Florentino Pérez n'a pas tremblé. Avec 65% des voix contre 35% pour Enrique Riquelme, le président du Real Madrid a remporté les élections et prolongé son règne à la tête de la Maison Blanche jusqu'en 2030.
Une victoire nette, mais pas anodine : pour la première fois depuis son retour en 2009, le patron merengue devait affronter une opposition réelle. Et si le scrutin a confirmé son poids politique, il a aussi rappelé qu'une partie des socios attendait autre chose qu'une simple continuité.
Une victoire nette, un message réel
Le résultat ne souffre d'aucune contestation. Selon le communiqué officiel du Real Madrid, la candidature de Florentino Pérez a obtenu 21 741 voix, contre 11 814 pour celle d'Enrique Riquelme, au terme du dépouillement complet des votes en présentiel et par courrier. Le dirigeant madrilène a même revendiqué une victoire «sur toutes les tables électorales» et le deuxième meilleur résultat de l'histoire des élections du club. Sur le papier, l'autorité reste donc intacte.
Mais le score de Riquelme donne aussi une autre lecture du scrutin. Encore peu identifié il y a quelques semaines, l'homme d'affaires a tout de même réuni plus d'un tiers des voix, un niveau loin d'être anecdotique face à un président installé depuis plus de deux décennies. Après une saison sportive décevante et une campagne marquée par plusieurs promesses fortes, Pérez a gagné sans trembler, mais pas sans entendre un signal.
Mourinho, mercato et chantier politique
La première conséquence sportive devrait concerner le banc. José Mourinho est attendu pour effectuer son grand retour, avec une opération désormais présentée comme imminente en Espagne. Le technicien portugais, déjà passé par la capitale entre 2010 et 2013, devrait ouvrir un nouveau cycle avec une mission claire : remettre de l'ordre, de l'intensité et de la verticalité dans une équipe sortie abîmée de sa dernière saison. Pérez l'a d'ailleurs publiquement associé à sa victoire, en se disant fier de voir revenir «l'un des meilleurs entraîneurs du monde» .

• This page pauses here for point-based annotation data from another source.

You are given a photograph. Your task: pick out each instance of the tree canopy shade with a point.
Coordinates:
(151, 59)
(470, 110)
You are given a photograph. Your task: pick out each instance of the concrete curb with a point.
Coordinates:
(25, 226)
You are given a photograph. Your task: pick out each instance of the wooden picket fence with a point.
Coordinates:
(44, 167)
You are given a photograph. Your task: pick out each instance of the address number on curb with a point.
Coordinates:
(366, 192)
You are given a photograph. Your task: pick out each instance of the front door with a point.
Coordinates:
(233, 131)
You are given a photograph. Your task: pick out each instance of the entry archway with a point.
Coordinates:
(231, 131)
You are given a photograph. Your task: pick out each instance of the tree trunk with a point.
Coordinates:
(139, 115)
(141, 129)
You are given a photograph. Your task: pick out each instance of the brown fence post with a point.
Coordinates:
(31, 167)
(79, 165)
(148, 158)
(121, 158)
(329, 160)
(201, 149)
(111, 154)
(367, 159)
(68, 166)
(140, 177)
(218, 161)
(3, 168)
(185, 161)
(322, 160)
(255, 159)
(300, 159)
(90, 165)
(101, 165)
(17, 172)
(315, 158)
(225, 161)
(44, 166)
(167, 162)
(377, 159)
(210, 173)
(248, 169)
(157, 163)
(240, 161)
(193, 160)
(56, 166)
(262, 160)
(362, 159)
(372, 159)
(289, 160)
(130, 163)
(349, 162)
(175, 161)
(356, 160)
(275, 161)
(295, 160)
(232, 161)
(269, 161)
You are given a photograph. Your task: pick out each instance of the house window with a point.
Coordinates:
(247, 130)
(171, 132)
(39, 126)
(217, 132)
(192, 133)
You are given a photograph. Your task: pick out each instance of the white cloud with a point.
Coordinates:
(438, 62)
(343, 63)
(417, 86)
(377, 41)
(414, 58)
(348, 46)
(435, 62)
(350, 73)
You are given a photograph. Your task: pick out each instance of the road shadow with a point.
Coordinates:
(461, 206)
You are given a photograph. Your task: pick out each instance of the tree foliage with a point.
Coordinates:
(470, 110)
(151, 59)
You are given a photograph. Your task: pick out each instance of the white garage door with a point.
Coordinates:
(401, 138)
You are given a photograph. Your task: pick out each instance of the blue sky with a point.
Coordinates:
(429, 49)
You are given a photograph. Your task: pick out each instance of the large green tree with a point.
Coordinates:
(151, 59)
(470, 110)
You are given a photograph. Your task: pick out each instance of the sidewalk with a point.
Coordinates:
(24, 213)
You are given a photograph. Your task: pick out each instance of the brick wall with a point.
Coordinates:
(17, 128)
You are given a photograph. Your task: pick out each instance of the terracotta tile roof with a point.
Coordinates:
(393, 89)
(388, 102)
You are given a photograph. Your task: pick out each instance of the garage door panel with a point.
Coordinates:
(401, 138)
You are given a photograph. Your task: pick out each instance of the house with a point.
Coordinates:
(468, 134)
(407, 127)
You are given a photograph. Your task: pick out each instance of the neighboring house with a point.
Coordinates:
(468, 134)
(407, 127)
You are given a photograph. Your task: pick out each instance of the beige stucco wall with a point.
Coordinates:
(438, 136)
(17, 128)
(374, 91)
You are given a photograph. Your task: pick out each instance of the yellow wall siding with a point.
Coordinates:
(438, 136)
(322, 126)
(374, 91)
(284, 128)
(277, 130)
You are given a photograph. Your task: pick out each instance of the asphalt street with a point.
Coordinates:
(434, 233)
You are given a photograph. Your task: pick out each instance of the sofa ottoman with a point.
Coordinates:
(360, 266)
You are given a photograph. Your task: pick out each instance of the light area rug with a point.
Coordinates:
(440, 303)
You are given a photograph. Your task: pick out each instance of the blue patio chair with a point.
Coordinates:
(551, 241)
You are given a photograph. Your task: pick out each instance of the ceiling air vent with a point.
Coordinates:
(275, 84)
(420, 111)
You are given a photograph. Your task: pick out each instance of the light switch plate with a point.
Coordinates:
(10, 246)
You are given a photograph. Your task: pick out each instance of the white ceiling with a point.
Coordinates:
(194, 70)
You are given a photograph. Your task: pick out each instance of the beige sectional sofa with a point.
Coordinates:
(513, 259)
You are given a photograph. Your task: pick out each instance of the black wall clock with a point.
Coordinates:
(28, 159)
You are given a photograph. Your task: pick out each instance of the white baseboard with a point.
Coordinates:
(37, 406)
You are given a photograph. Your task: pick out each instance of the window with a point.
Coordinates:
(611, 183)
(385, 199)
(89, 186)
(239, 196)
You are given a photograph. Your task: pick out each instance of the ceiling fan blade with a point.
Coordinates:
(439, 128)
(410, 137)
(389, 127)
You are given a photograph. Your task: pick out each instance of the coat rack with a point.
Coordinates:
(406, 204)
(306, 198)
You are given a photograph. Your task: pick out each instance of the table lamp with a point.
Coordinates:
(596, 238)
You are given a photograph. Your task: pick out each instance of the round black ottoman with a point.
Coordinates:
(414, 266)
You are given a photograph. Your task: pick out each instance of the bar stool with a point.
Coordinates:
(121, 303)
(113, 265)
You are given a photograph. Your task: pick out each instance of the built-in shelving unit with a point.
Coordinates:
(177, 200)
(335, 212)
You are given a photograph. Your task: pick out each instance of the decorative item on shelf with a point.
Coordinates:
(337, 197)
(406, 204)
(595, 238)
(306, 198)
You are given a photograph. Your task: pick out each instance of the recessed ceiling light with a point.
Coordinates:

Autour de ce choix, plusieurs dossiers devraient s'accélérer. Ibrahima Konaté et Denzel Dumfries ont été cités parmi les priorités, tandis qu'une offre supérieure à 150 M€ pour un joueur encore non identifié a également été évoquée pendant la campagne. Mais le chantier le plus profond dépasse le terrain. Pérez veut aussi avancer sur l'ouverture du capital à un actionnaire minoritaire, un projet explosif dans un club historiquement contrôlé par ses socios. Sa victoire lui donne les mains libres pour agir. Pas forcément un chèque en blanc.